Prices for everyday household purchases decreased 0.02% in March following a 0.19% increase in February and a 0.33% decrease in January. Numerator’s March 2026 Consumer Goods Price Index (CGPI) features an advance read on inflation trends across everyday consumer goods, with expanded breakouts by income level, generation and U.S. census region.

Additional key findings from Numerator’s March CGPI included:

  • Low-income and Gen Z consumers experience higher levels of inflation for everyday household goods. Prices have increased 33.5% and 35.4%, respectively, for those groups since January 2018 versus the 31.6% national average.
  • Regionally, consumers in the South census region have experienced higher levels of inflation since 2018, while the Midwest has seen higher month-over-month inflation in recent months.

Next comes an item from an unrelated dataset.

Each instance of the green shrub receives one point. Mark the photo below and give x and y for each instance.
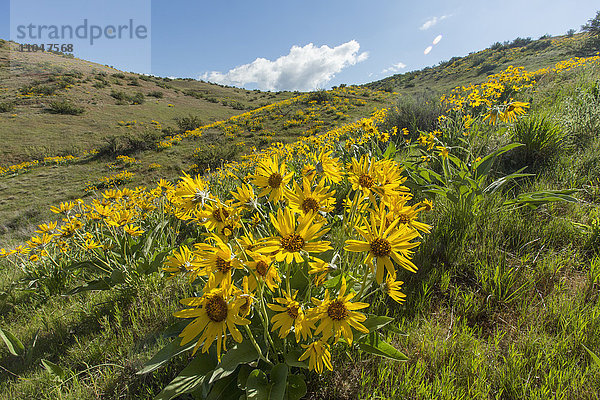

“March’s data reinforces that the path back to price stability will remain uneven,” said Paul Stanley, senior economist at Numerator. “While cooling inflation is welcome news, escalating tensions in the Middle East pose a renewed risk, with rising costs across supply chains that could put upward pressure on prices in the months ahead. That uncertainty is showing up differently across households: according to our March sentiment data, lower-income consumers remain focused on rising prices, while higher-income households are more concerned about global conflicts that could shape inflation in the months ahead.”

In other recent economy news, February saw increased shopper spending before gasoline prices rose due to the attacks on Iran, according to The Associated Press.

Retail sales rose a better-than-expected 0.6% in February, from a revised 0.1% decline in January, the Commerce Department reported last week. “Retail analysts say it was a strong showing given that inflation has rattled American households, but that the war in Iran may have dented the psyche of consumers with spending on gasoline racing higher over the past five weeks,” the outlet wrote.